A) Le Rav Margolis dit que, selon les écrits du Ari Zal, les Matsot sont liées aux forces raisonnées de l’attribut de découverte intellectuelle et non à ses réceptacles. Cela n’est pas compréhensible. Et, pourquoi avoir été chercher une explication aussi lointaine, alors que la ‘Hassidout de notre saint maître fait un large développement, à ce sujet, citant le Likouteï Torah, le Sidour, le Dére’h Mitsvoté’ha. Malgré cela, mon beau-père, le Rabbi, citant son père, le Rabbi Rachab, dit(4) que les Matsot sont effectivement liées aux réceptacles et il est clair qu’il n’y a là aucune contradiction.
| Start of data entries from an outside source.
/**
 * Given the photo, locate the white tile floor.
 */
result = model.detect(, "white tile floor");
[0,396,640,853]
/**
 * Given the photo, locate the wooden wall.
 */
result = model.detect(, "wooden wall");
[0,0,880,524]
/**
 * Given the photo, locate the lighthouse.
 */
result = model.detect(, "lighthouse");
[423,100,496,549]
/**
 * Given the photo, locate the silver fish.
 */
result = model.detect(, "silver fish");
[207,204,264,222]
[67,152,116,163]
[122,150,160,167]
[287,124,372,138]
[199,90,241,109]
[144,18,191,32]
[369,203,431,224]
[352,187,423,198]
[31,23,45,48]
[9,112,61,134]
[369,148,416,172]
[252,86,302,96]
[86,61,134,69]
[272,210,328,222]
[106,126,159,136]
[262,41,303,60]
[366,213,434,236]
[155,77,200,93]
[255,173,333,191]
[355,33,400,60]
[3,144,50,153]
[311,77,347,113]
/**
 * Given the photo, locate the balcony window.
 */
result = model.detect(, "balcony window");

En fait, la question posée par le Rav Margolis est difficile à comprendre. Car, il y a, dans les forces raisonnées de l’attribut de découverte intellectuelle, des réceptacles et des lumières à la fois. De plus, les Matsot, comme tout ce qui est lié à la Torah et aux Mitsvot, introduisent simultanément plusieurs allusions. Ainsi, les Matsot, liées aux forces raisonnées de l’attribut de découverte intellectuelle, correspondent également aux Patriarches, c’est-à-dire à la bonté, à la rigueur et à la miséricorde. Elles ont également un rapport avec l’attribut de royauté, puisqu’elles sont “ le pain de la pauvreté ”, selon les écrits du Ari Zal et même le Zohar et les Tikouneï Zohar.
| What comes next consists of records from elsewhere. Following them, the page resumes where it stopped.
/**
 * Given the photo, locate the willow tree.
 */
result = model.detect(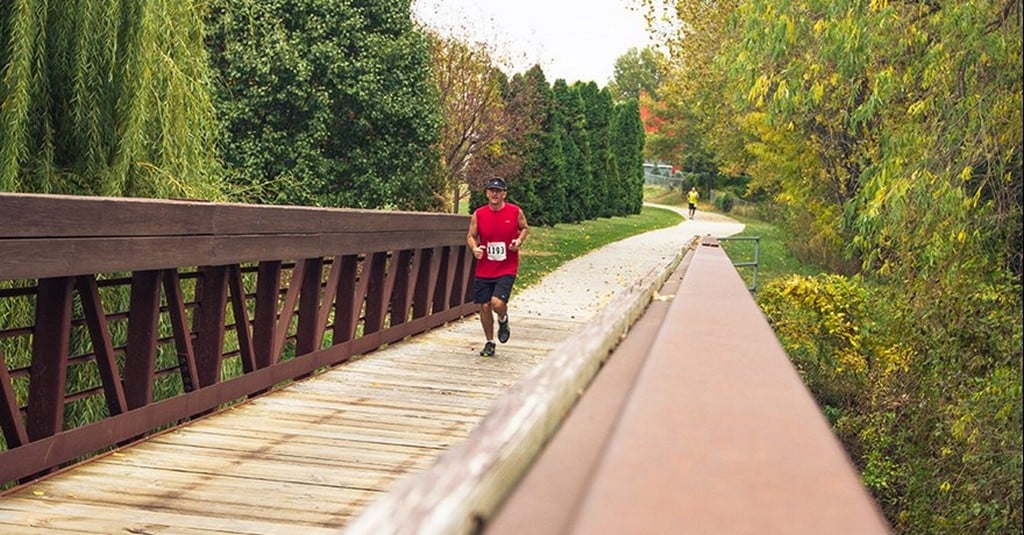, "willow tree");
[0,0,223,199]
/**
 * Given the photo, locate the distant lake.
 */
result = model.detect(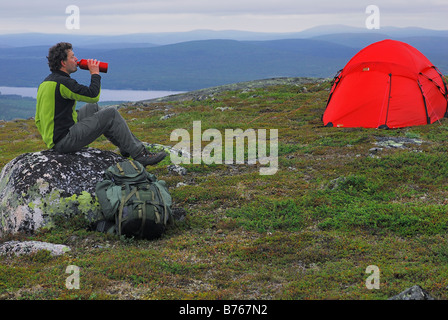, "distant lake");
[0,87,183,101]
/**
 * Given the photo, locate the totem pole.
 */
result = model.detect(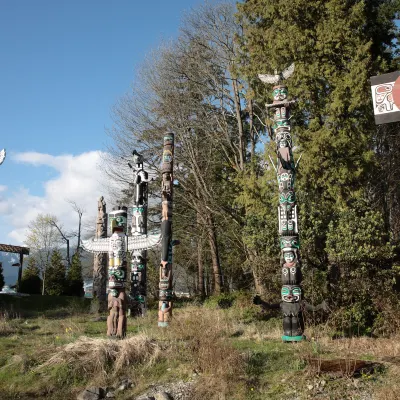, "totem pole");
[259,64,304,342]
[158,132,174,327]
[82,207,160,337]
[93,196,107,312]
[128,150,149,317]
[0,149,6,165]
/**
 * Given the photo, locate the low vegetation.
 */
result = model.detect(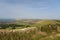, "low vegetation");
[0,20,60,40]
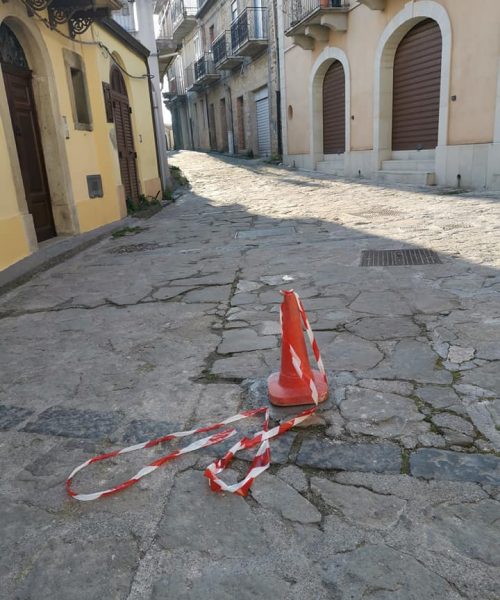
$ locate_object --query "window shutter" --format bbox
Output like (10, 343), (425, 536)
(102, 81), (113, 123)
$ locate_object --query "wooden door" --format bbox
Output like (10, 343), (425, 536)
(208, 104), (217, 150)
(2, 64), (56, 242)
(255, 87), (271, 156)
(392, 19), (442, 150)
(323, 60), (345, 154)
(220, 98), (229, 152)
(111, 69), (139, 203)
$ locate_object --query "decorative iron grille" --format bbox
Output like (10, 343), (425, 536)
(231, 7), (268, 52)
(285, 0), (349, 31)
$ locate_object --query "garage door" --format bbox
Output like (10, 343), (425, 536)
(323, 60), (345, 154)
(255, 89), (271, 156)
(392, 19), (442, 150)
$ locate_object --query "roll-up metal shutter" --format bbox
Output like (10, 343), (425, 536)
(255, 89), (271, 156)
(323, 60), (345, 154)
(392, 19), (442, 150)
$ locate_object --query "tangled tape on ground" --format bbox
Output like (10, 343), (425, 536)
(66, 292), (326, 501)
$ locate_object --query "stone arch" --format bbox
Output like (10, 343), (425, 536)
(0, 4), (79, 239)
(309, 47), (351, 168)
(373, 0), (452, 165)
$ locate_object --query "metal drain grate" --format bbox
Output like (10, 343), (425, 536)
(109, 242), (160, 254)
(361, 248), (441, 267)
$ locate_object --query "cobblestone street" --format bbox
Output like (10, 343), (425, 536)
(0, 151), (500, 600)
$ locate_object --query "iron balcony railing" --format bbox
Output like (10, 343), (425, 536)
(171, 0), (198, 29)
(212, 31), (227, 65)
(231, 7), (268, 52)
(194, 52), (217, 82)
(111, 2), (138, 33)
(167, 73), (186, 98)
(157, 11), (173, 40)
(184, 63), (194, 91)
(285, 0), (349, 31)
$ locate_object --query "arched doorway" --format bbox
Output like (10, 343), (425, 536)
(111, 67), (139, 203)
(0, 23), (56, 242)
(323, 60), (345, 154)
(392, 19), (442, 151)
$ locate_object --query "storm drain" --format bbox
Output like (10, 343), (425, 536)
(361, 248), (441, 267)
(109, 242), (160, 254)
(235, 227), (296, 240)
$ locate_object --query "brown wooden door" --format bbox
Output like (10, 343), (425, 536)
(208, 104), (217, 150)
(323, 60), (345, 154)
(2, 65), (56, 242)
(220, 98), (229, 152)
(392, 19), (442, 150)
(111, 69), (139, 203)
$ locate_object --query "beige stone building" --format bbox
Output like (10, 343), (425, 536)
(277, 0), (500, 189)
(160, 0), (281, 156)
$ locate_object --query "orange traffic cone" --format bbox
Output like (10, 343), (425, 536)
(267, 291), (328, 406)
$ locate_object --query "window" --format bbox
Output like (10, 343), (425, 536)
(193, 34), (201, 59)
(63, 48), (92, 131)
(70, 67), (90, 125)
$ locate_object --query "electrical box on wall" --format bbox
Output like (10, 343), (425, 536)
(87, 175), (104, 198)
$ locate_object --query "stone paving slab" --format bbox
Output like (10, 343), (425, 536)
(0, 152), (500, 600)
(297, 439), (402, 473)
(410, 448), (500, 485)
(0, 404), (33, 429)
(24, 407), (121, 439)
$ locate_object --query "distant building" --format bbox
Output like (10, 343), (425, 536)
(165, 124), (175, 150)
(277, 0), (500, 189)
(111, 0), (169, 187)
(157, 0), (281, 156)
(0, 0), (161, 269)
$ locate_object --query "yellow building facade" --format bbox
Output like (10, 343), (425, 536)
(278, 0), (500, 190)
(0, 0), (161, 270)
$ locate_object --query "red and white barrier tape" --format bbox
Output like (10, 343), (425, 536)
(66, 292), (326, 502)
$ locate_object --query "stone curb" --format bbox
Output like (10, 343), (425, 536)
(0, 217), (136, 295)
La même remarque s’applique aussi à l’affirmation selon laquelle rien, dans les écrits du Ari Zal, ne permet d’identifier ce que l’on place sur les Matsot aux lumières. D’une part, parmi les six éléments placés au dessus des Matsot(5), certains font bien allusion aux lumières, d’autres aux réceptacles. Par ailleurs, ces six éléments ont eux-mêmes plusieurs significations. Mon temps ne me permet pas de rechercher maintenant ces références, dans les écrits du Ari Zal. Néanmoins, vous consulterez le Meoreï Or et le Kehilat Yaakov, à ces articles.
Néanmoins, il est clair que ces propos, qui sont ceux du Rabbi Rachab, ne peuvent présenter aucune contradiction. De plus, il est à peu près certain qu’une référence pourrait être trouvée dans les écrits du Ari Zal et permettre de rectifier tout cela.
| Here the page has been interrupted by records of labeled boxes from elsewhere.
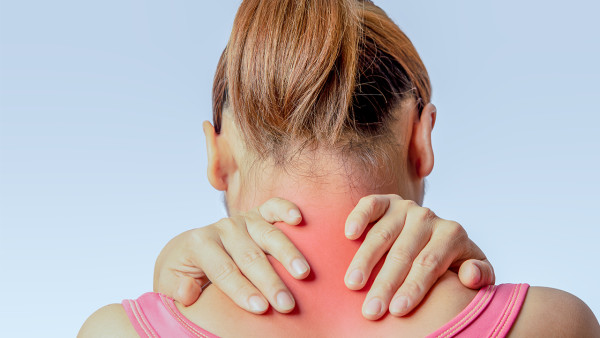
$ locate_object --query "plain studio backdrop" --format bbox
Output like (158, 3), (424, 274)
(0, 0), (600, 337)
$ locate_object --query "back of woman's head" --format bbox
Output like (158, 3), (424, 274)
(213, 0), (431, 182)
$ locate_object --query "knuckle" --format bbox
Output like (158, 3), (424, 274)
(444, 221), (467, 239)
(213, 262), (237, 283)
(216, 217), (236, 231)
(260, 226), (281, 248)
(374, 280), (398, 295)
(414, 207), (435, 223)
(239, 250), (265, 266)
(369, 227), (394, 243)
(414, 252), (442, 272)
(190, 226), (211, 243)
(386, 250), (414, 266)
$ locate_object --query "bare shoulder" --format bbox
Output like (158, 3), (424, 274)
(77, 304), (139, 338)
(509, 287), (600, 337)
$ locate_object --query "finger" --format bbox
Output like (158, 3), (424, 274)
(221, 219), (296, 313)
(344, 203), (406, 290)
(246, 218), (310, 279)
(390, 220), (454, 316)
(458, 259), (496, 289)
(257, 197), (302, 225)
(363, 207), (432, 320)
(344, 195), (394, 239)
(173, 276), (202, 306)
(198, 242), (269, 314)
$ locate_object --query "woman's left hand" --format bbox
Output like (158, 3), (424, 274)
(345, 195), (495, 320)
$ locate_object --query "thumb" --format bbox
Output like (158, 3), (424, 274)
(458, 259), (496, 289)
(173, 276), (202, 306)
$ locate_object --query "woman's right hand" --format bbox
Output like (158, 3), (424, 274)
(154, 198), (310, 313)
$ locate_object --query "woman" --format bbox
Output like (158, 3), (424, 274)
(81, 0), (600, 337)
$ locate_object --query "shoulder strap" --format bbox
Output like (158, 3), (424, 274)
(428, 284), (529, 337)
(122, 292), (218, 338)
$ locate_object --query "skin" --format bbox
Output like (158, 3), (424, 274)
(80, 101), (600, 337)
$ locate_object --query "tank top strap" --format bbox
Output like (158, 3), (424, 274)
(427, 284), (529, 337)
(121, 292), (218, 338)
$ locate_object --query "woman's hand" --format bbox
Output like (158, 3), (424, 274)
(345, 195), (495, 320)
(154, 198), (310, 313)
(154, 195), (494, 319)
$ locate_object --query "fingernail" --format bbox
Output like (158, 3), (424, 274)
(248, 295), (268, 312)
(348, 269), (363, 285)
(346, 222), (358, 237)
(277, 291), (294, 310)
(472, 264), (481, 284)
(292, 258), (308, 276)
(390, 296), (408, 314)
(365, 298), (383, 316)
(288, 209), (300, 218)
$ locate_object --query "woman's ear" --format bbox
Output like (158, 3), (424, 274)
(202, 121), (228, 191)
(408, 103), (437, 178)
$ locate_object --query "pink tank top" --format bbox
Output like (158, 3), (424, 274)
(122, 284), (529, 338)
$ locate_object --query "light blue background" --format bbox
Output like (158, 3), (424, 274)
(0, 0), (600, 337)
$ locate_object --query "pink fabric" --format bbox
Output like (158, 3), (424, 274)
(122, 284), (529, 338)
(122, 292), (218, 338)
(427, 284), (529, 337)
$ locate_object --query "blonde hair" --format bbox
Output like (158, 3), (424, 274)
(213, 0), (431, 174)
Ce Rav conclut sa lettre en disant que, si tels étaient les propos de l’Admour Hazaken, il les prendront en compte et les accepteraient, comme s’ils émanaient du Ari Zal. Néanmoins, on peut, sans le moindre doute, s’en remettre, en la matière, au Rabbi Rachab, qui était le successeur de l’Admour Hazaken.
Nos Sages nous contraignent à accorder à chacun des circonstances atténuantes. Peut-être ne lui avez-vous donc pas précisé, dans votre lettre, qu’il s’agissait des paroles du Rabbi Rachab. C’est donc pour cela qu’il s’exprime ainsi.
De même, vous me dites que certains érudits de la Kabbala, lorsqu’ils rencontrent un texte provenant des sages du Peri Ets ‘Haïm, le mettent de côté. Il est clair que telle n’est pas notre façon d’agir et ces sages sont effectivement cités dans la ‘Hassidout, en particulier dans le Likouteï Torah. De plus, différents textes de ‘Hassidout mentionnent également la Kabbala de Rabbi Moché Cordovero et celle de Rabbi Israël Seroug(6), ce que ne font pas plusieurs sages de la Kabbala, parmi les Sefardim.
On peut donner, à ce propos, l’explication suivante. Les derniers sages n’ont pas voulu aborder les points sur lesquels le doute subsistait. Il n’en fut pas de même pour le Baal Chem Tov, le Maguid de Mézéritch, l’Admour Hazaken et leurs successeurs, qui reçurent la transmission, l’un de l’autre. Et, le Baal Chem Tov reçu celle de A’hya de Shilo, qui la transmit également au prophète Elyahou. Tous savaient donc quelle idée il fallait adopter. Comme on le sait, c’est pour la même raison qu’ils s’en remirent au Emek Ha Méle’h et vous consulterez également le Likouteï Torah Chir Hachirim, page 27a, qui dit : “ Tout cela n’est pas du tout mentionné dans le Ets ‘Haïm ”. Vous verrez également les controverses entre les sages de la Kabbala, citées dans l’index du Torah Or.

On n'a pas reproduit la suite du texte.